TOLEDO, Ohio — In the days following the release of body and surveillance camera footage showing Memphis police officers savagely beating Tyre Nichols, protests and vigils happened across the country. 

In northwest Ohio, the University of Toledo held one of its own on Monday night through the College of Law. A somber atmosphere filled the evening air as at least 50 people gathered to remember Nichols.

Attendees said another vigil had to be organized for yet another Black person killed in a repeated cycle of police brutality, showing that it's past time to reform law enforcement nationwide.

"These are things that are happening over and over and over," second-year law student Ryan Niskar said. "We think they would stop after the first few times."

As law students, they say they've seen gruesome videos before. But the four videos released of the violence that led to Nichols' death were especially haunting.

"That made me more uncomfortable than I have ever seen," Niskar said. I felt like we've teleported back to the 1960s."

Not everyone has watched the videos, which show the officers striking Nichols multiple times, pepper spraying him, tasing him and leaving him laying limp against the side of a police car without immediate medical attention. Some don't want to experience the pain of watching another person die at the hands of the police.

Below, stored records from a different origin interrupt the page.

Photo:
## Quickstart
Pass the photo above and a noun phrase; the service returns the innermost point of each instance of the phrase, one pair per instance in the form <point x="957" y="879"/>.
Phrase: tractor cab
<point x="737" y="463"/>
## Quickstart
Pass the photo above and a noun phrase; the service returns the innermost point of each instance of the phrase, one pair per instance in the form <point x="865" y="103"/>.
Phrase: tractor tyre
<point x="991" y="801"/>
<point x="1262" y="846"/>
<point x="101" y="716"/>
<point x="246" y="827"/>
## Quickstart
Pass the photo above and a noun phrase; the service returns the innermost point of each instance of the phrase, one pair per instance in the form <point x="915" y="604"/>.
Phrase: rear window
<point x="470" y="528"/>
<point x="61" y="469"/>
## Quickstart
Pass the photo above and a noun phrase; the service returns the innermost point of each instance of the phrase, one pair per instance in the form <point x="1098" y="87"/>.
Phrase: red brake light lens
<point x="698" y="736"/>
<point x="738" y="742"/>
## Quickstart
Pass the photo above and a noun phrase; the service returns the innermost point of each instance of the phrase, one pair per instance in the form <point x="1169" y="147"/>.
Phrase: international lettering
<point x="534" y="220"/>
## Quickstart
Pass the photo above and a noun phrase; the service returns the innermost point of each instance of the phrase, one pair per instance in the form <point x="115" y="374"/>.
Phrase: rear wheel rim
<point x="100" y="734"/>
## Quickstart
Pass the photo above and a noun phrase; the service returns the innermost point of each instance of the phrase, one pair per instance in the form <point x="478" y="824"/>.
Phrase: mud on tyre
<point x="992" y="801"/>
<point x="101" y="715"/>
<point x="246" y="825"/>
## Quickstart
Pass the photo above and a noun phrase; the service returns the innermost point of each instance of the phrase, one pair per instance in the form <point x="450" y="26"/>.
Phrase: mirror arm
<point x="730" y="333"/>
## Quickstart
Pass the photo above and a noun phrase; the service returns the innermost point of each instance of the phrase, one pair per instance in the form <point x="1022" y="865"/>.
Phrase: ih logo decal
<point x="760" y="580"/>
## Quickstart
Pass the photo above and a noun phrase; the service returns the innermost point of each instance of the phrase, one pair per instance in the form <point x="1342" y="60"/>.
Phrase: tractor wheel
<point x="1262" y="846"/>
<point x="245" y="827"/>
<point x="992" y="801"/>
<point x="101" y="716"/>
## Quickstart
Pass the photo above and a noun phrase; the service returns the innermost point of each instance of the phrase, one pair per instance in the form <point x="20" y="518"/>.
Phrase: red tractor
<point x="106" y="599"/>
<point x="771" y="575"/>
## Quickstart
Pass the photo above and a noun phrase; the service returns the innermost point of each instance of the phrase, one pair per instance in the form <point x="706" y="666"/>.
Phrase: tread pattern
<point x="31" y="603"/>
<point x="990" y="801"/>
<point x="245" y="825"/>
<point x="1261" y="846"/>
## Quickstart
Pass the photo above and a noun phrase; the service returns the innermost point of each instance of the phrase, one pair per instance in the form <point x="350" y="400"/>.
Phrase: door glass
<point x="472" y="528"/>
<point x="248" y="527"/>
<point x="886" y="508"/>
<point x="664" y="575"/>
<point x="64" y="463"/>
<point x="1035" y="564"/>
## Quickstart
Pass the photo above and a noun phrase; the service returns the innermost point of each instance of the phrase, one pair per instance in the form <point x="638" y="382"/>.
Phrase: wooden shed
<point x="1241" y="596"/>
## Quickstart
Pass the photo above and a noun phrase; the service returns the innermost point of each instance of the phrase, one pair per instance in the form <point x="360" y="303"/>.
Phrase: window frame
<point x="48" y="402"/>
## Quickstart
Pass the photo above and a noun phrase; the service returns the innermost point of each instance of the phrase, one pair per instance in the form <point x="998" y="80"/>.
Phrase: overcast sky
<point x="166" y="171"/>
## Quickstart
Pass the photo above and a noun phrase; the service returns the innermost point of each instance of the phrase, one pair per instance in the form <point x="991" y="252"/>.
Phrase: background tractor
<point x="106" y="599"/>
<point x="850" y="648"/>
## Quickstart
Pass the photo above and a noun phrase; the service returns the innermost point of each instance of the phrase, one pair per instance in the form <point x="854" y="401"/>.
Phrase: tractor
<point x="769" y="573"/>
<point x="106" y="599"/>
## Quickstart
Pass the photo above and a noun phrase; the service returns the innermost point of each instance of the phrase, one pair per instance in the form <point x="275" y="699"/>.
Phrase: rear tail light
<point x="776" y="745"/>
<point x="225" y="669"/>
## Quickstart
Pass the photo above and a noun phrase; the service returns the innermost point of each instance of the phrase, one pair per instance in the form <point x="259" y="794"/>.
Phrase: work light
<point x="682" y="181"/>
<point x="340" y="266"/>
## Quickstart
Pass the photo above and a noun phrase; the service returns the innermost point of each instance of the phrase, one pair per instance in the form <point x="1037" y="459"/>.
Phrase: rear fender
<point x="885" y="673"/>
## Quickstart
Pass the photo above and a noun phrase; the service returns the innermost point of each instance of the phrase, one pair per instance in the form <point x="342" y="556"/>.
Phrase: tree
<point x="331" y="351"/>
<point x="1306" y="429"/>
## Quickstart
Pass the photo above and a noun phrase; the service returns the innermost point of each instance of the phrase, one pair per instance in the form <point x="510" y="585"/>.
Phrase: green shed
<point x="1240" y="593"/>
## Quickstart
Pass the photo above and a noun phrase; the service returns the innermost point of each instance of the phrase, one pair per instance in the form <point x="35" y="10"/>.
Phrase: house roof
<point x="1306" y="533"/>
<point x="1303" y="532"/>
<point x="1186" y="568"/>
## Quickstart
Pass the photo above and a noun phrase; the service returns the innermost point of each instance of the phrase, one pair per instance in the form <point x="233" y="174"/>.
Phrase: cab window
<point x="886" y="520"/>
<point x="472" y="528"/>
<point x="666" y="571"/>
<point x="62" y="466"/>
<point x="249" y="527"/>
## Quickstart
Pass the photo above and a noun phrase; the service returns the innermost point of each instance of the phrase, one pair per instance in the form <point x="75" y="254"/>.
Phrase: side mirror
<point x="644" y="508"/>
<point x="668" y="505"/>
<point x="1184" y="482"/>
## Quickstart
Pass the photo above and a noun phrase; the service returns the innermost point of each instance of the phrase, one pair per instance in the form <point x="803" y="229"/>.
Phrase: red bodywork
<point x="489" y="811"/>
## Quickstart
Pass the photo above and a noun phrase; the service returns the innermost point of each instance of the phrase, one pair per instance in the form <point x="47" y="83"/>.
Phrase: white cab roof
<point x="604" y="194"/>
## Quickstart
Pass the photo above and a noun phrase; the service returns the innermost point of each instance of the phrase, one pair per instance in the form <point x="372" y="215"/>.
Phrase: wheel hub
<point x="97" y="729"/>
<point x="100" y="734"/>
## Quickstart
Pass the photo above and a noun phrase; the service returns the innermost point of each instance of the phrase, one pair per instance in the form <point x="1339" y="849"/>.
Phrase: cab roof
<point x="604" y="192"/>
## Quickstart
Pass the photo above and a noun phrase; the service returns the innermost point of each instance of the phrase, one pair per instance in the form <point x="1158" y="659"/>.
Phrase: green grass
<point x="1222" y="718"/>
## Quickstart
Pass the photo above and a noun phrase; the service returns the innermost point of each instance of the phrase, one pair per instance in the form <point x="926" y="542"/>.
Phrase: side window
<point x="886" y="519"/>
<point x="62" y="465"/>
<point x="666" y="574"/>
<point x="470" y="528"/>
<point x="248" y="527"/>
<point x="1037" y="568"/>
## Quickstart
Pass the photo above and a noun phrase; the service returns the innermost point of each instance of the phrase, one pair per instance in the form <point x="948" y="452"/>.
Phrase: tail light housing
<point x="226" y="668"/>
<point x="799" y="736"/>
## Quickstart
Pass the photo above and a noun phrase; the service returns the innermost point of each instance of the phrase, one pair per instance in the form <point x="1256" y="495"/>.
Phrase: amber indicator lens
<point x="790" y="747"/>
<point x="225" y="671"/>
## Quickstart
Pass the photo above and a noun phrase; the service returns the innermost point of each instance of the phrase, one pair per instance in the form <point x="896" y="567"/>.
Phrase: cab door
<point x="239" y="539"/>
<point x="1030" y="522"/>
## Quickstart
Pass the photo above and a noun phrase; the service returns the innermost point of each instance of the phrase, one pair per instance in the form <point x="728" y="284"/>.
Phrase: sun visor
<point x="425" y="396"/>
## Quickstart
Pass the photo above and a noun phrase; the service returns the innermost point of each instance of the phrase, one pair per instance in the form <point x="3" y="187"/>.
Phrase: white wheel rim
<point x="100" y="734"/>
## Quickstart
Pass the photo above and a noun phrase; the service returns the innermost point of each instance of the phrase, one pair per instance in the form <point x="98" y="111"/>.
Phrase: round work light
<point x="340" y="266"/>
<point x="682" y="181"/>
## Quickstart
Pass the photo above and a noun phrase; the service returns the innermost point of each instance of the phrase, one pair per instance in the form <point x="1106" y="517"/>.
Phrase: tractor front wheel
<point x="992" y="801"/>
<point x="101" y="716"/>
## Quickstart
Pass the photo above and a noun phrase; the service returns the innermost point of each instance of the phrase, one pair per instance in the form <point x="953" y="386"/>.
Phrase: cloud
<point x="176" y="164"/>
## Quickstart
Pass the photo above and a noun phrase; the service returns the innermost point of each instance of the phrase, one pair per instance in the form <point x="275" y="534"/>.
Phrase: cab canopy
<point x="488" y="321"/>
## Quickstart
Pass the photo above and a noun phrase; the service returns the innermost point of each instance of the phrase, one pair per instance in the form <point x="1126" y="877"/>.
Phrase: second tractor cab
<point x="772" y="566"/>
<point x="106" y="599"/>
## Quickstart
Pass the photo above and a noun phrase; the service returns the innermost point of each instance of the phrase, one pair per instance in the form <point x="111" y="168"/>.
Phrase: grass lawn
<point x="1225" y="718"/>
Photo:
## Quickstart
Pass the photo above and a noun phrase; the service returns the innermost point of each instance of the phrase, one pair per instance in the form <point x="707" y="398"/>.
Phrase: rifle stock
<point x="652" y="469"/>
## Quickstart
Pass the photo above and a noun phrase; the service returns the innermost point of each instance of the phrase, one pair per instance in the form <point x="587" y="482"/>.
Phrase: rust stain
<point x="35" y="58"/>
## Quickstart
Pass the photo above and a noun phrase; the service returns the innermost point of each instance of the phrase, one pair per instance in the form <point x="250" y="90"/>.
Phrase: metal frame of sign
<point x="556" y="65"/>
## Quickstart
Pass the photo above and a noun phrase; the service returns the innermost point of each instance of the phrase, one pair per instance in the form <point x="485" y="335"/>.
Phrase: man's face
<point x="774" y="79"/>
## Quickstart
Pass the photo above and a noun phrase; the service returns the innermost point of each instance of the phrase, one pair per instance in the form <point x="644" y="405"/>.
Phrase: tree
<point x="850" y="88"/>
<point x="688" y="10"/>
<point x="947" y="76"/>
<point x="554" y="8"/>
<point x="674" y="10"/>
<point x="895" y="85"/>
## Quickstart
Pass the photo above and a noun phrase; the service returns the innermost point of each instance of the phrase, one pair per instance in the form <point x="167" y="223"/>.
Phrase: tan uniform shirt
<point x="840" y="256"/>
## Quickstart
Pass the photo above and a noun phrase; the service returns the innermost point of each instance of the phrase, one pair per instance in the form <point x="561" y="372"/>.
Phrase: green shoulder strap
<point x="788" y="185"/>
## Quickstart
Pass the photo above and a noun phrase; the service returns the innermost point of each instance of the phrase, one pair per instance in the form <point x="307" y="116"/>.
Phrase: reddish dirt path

"I personally haven't watched the video because I feel like I'm traumatizing myself at this point," Lexi Hartfield, a member of the Black law student association, said. "I just feel less safe."

But the vigil is also the group's way of addressing systemic problems in the U.S. Young aspiring lawyers can work to change these nationwide issues, Rebecca Zietlow, associate dean of the College of Law, said.

"When someone is tragically killed in this way by police officers, it directly affects the legal profession and lawyers and these are the young lawyers who are going to be making a difference," Zietlow said.

Hartfield said superficial changes in changes in police departments won't prevent more police brutality. Rather, issues like overly aggressive police need to be fixed.

"I think a lot of times people get lost in 'we need to hire more black officers, that's what we need' but that's not really the issue," Hartfield said. "It's police brutality, that aggressive nature and the police system that really needs to be attacked."